07 / Why it matters tomorrow

Models will keep failing in public. Sama is in the failure-prevention business.

The hard problems in AI for the next five years are not compute. They are evaluation, alignment, red-teaming, and the data discipline to keep generative models from confidently lying at scale. None of that is automatable. All of it is what Sama already does.

The companies shipping the loudest AI products are the same ones quietly buying more annotation, more evaluation, more red-teaming. Sama is the unglamorous infrastructure underneath the glamorous demos - the inspection layer between a model and the public. That position tends to compound.

And the part that does not show up in the analyst report: the workforce. As regulators and customers begin asking real questions about where AI training data comes from, who labeled it, and under what conditions, Sama's audit trail looks a lot less like a CSR slide and a lot more like a moat.

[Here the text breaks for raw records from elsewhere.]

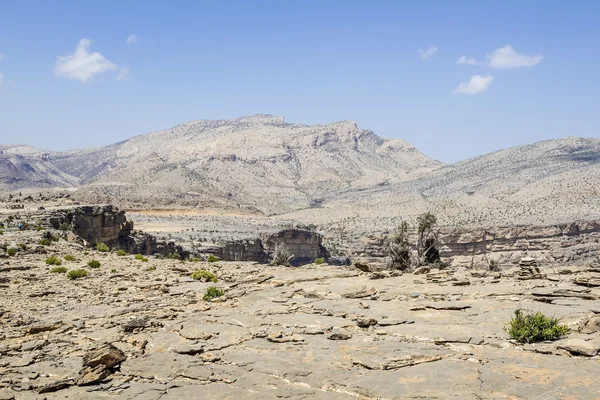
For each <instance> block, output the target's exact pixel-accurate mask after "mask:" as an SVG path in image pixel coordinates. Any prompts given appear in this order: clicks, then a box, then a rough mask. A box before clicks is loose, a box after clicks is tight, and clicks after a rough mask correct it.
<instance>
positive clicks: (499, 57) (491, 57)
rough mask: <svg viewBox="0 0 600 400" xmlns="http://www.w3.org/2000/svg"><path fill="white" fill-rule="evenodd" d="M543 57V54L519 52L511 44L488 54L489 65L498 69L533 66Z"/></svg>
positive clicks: (529, 66)
mask: <svg viewBox="0 0 600 400" xmlns="http://www.w3.org/2000/svg"><path fill="white" fill-rule="evenodd" d="M543 58H544V57H543V56H541V55H535V56H528V55H526V54H521V53H517V52H516V51H515V49H513V48H512V47H511V46H510V45H506V46H504V47H502V48H500V49H496V50H494V52H493V53H492V54H488V55H487V59H488V65H489V66H490V67H491V68H498V69H509V68H522V67H533V66H534V65H536V64H538V63H539V62H540V61H542V59H543Z"/></svg>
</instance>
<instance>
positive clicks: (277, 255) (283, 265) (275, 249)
mask: <svg viewBox="0 0 600 400" xmlns="http://www.w3.org/2000/svg"><path fill="white" fill-rule="evenodd" d="M293 259H294V255H293V254H290V252H289V250H288V249H287V247H285V246H283V245H277V246H275V250H274V251H273V258H272V259H271V265H280V266H284V267H289V266H290V265H291V264H290V262H291V261H292V260H293Z"/></svg>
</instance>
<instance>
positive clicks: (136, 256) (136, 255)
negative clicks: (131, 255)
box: [135, 254, 148, 262]
mask: <svg viewBox="0 0 600 400" xmlns="http://www.w3.org/2000/svg"><path fill="white" fill-rule="evenodd" d="M135 259H136V260H140V261H141V262H147V261H148V259H147V258H146V257H144V256H143V255H141V254H136V255H135Z"/></svg>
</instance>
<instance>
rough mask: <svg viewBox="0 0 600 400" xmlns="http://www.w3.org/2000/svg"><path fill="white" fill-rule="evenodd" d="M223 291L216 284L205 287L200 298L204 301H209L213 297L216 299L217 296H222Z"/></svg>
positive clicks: (221, 289)
mask: <svg viewBox="0 0 600 400" xmlns="http://www.w3.org/2000/svg"><path fill="white" fill-rule="evenodd" d="M224 294H225V293H223V289H221V288H218V287H216V286H210V287H207V288H206V291H205V292H204V296H203V297H202V300H204V301H211V300H213V299H216V298H217V297H221V296H223V295H224Z"/></svg>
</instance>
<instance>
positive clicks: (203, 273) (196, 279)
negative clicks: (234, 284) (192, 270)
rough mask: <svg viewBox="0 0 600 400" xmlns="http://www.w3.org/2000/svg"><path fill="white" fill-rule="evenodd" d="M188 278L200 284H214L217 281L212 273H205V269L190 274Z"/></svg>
mask: <svg viewBox="0 0 600 400" xmlns="http://www.w3.org/2000/svg"><path fill="white" fill-rule="evenodd" d="M190 278H192V279H195V280H197V281H202V282H213V283H216V282H218V281H219V278H218V277H217V276H216V275H215V274H213V273H212V272H210V271H207V270H205V269H199V270H196V271H194V272H192V275H190Z"/></svg>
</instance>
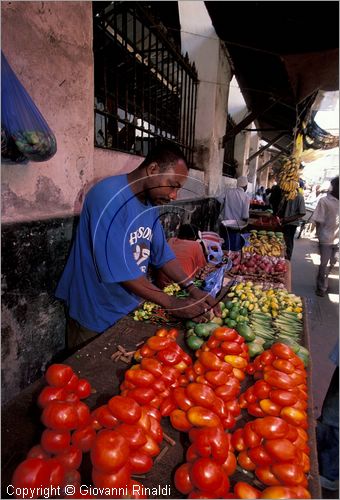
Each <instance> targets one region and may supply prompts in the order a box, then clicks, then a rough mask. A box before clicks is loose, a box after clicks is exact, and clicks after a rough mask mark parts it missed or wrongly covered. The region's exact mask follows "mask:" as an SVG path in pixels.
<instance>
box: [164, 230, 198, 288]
mask: <svg viewBox="0 0 340 500" xmlns="http://www.w3.org/2000/svg"><path fill="white" fill-rule="evenodd" d="M198 239H199V236H198V228H197V227H196V226H194V225H192V224H182V225H181V226H180V228H179V230H178V235H177V237H175V238H170V239H169V240H168V244H169V246H170V248H171V250H172V251H173V252H174V254H175V255H176V259H177V260H178V262H179V264H180V266H181V267H182V269H183V271H184V273H185V274H186V275H187V276H188V277H190V278H191V279H194V278H195V275H196V274H197V272H198V271H199V270H200V269H202V268H203V267H205V266H206V265H207V261H206V258H205V255H204V251H203V247H202V245H201V243H200V242H199V241H197V240H198ZM156 283H157V286H159V287H160V288H164V287H165V286H166V285H168V284H169V283H171V281H170V279H169V277H168V276H167V275H166V274H165V273H164V271H162V270H159V272H158V273H157V276H156Z"/></svg>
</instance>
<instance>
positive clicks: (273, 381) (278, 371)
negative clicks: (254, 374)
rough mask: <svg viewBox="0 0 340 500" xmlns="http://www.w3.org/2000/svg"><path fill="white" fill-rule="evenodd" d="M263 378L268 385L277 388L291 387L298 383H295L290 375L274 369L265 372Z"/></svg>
mask: <svg viewBox="0 0 340 500" xmlns="http://www.w3.org/2000/svg"><path fill="white" fill-rule="evenodd" d="M263 378H264V380H265V381H266V382H268V384H269V385H271V386H272V387H276V388H277V389H291V388H292V387H294V386H295V385H298V384H295V382H294V381H293V379H292V378H291V376H290V375H287V373H283V372H279V371H278V370H274V369H273V370H268V371H267V372H265V373H264V375H263Z"/></svg>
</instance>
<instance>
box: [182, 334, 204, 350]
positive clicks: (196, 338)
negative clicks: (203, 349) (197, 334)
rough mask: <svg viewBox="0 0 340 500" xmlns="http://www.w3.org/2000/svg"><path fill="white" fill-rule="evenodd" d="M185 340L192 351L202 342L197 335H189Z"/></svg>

The next AI scandal will be a data scandal. Sama is selling the only insurance policy that exists. — Editorial

08 / Back to the conference room

The customers nobody talks about will keep coming back.

The room at 2017 Mission Street is still full of customers nobody talks about. The difference, sixteen years in, is that those customers are now the ones whose AI products you actually use. The annotator in Nairobi who drew a box around a pedestrian at 3am Pacific time has a stake in the model that decides not to hit one. The B Corp paperwork is no longer the unusual thing about Sama. The fact that it works at this scale is.

Sama set out to give work, not aid. It ended up doing both - and quietly, accidentally, building one of the most important pieces of infrastructure in the modern AI stack.